Penn State's young receivers need to grow up in hurry and get ready for Iowa

(Scranton) Times-Tribune (TNS)

The time for Penn State’s group of young, gifted freshmen wide receivers to play a bigger role in the offense might be nearing, even if it’s simply out of necessity.

Penn State's Juwan Johnson makes a one-handed catch against Ohio State. Johnson, however, has had some difficulty making the easier catches this season. AP FILE PHOTO

With their season-long starters battling inconsistency and, now, potential health issues, the Nittany Lions are preparing for their key Saturday afternoon clash with No. 18 Iowa with the thought that they might need major contributions from younger receivers, including true freshmen Jahan Dotson, Daniel George and Justin Shorter.

“I told all three of those guys after practice on Sunday that this is going to be a big week for them, especially with losing some guys this week,” head coach James Franklin said at his weekly press conference Tuesday. “Those guys need to prepare as if they’re starters this week, then Thursday or Friday, we’ll make those decisions.”

After the Nittany Lions’ 33-28 win Saturday at Indiana, Franklin said his team suffered more bumps and bruises in those 60 minutes of action than they did during any game he could remember as Penn State’s head coach. The receiver position was hit in waves; star freshman K.J. Hamler missed a few plays with an apparent injury, and both junior Juwan Johnson and senior DeAndre Thompkins left the game. Johnson was seen limping heavily as he walked toward the locker room after the game.

Franklin didn’t discuss Thompkins’ status, but he did mention he is “hoping” Johnson, who would be coming off a game in which he caught two passes for a season-high 72 yards, will be ready to go despite the apparent leg injury. Ultimately, though, that’s a decision both the training staff and Johnson himself will have to make together.

“He’s pretty confident that he’s going to be back,” Franklin said. “But, it’s early in the week. So, we’ll see.”

Youth movement: If Johnson and Thompkins aren’t ready to face the Hawkeyes, the Nittany Lions could wind up looking a whole lot younger at receiver.

Dotson and George both played against Indiana; Dotson even made his first career catch. Redshirt freshman Cam Sullivan-Brown emerged against Indiana, making two catches for 33 yards, but fellow freshman Mac Hippenhammer dropped two passes. The only receiving touchdown of the game was scored by tight end Pat Freiermuth, a true freshman.

Penn State's DeAndre Thompkins can't quite haul in a pass earlier in his career. Like most of PSU's receivers this season, Thompkins has struggled with dropped passes. AP FILE PHOTO

Franklin said the key to getting on the field for young receivers is how they adjust to the finer points of the position.

Route running.


Recognizing defense.


“It’s a combination of all those things you’re trying to factor in,” he said. “You’re also looking based on practice and game evaluations. Do they give us the best chance to win? That’s a constant weekly discussion about how we’re going to approach those things.”

Improving at Z: It might be a good time to look at a different group of receivers, anyway.

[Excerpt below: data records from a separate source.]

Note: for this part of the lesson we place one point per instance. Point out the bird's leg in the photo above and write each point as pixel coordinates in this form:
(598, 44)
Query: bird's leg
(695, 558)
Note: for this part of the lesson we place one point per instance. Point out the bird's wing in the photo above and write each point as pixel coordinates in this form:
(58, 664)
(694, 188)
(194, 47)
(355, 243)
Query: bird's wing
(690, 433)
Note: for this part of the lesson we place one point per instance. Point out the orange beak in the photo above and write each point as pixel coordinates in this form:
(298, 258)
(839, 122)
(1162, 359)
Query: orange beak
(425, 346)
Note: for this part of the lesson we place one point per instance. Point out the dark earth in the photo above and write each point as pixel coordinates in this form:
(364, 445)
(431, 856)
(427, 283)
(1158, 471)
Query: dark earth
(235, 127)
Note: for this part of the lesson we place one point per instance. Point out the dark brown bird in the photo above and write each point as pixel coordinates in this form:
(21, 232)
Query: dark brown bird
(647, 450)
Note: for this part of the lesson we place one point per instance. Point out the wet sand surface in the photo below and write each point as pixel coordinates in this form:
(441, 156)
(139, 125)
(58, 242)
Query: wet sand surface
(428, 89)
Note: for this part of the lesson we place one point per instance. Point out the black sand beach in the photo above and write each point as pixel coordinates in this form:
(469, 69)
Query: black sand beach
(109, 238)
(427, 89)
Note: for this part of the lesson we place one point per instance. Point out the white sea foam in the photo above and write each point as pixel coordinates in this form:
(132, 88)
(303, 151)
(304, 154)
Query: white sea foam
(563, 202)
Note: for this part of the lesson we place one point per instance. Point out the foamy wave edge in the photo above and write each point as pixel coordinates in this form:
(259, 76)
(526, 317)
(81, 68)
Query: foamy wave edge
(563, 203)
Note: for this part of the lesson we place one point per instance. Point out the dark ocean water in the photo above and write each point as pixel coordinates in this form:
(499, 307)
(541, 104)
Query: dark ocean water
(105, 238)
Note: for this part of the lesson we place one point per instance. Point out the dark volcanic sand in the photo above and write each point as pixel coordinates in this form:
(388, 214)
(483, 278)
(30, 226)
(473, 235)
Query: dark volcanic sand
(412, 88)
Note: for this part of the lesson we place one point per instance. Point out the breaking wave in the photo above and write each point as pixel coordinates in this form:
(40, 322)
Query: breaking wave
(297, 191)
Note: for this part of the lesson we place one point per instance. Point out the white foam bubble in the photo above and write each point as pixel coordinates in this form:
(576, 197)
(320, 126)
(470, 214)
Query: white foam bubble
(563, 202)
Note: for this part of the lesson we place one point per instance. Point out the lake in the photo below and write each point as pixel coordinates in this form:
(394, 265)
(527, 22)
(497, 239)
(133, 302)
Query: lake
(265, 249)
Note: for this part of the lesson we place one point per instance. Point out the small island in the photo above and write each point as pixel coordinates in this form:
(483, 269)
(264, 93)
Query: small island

Thompkins and Brandon Polk, listed as Penn State’s co-starters at the Z receiver position, have combined for just 40 yards per game this season, and both have been prime contributors to the Nittany Lions’ problems when it comes to catching the football.

“I think if you look at some of that, it’s drops,” Franklin said. “But I think if you also look at our offense in the past, in terms of what positions and the guys that are playing each position, who produces the most catches and the most yards in our offense, I think the Z is always a little bit behind those other positions. But yeah, if you look on Saturday, I think at that position we had one dropped explosive play and we had one dropped touchdown. So I think it’s a combination of all those factors.”

Penn State's Mac Hippenhammer celebrates after scoring a touchdown earlier this season. Hippenhammer may see an increased role against Iowa. AP FILE PHOTO

On his shoulders: He has looked super-human at times during his Penn State career, but the reality with Trace McSorley is that he’s listed generously at 6-foot, 203 pounds and is taking more hits recently that during any stretch in his career.

Over the last four games, McSorley has averaged 18 carries per game, and even though the results have been strong — he’s averaging 87.8 rushing yards over that span with two touchdowns — Franklin admitted he’s concerned about the punishment being that active in the run game brings piling up.

“My concern right now is Trace is carrying too much of the load on offense,” he said. “That’s something that we need to do a better job of. We need more players having a bigger impact on the game on offense.”

For what it’s worth, Franklin said he hasn’t actually seen any signs that the increased use in the running game has affected McSorley physically, and McSorley himself has said that he isn’t looking for a way out of avoiding those hits, many of which he says come as a result of the defense giving him so much room to run, he has to take it.

“Trace is a guy that’s always part of the solution,” Franklin said. “He’s never about the problems.”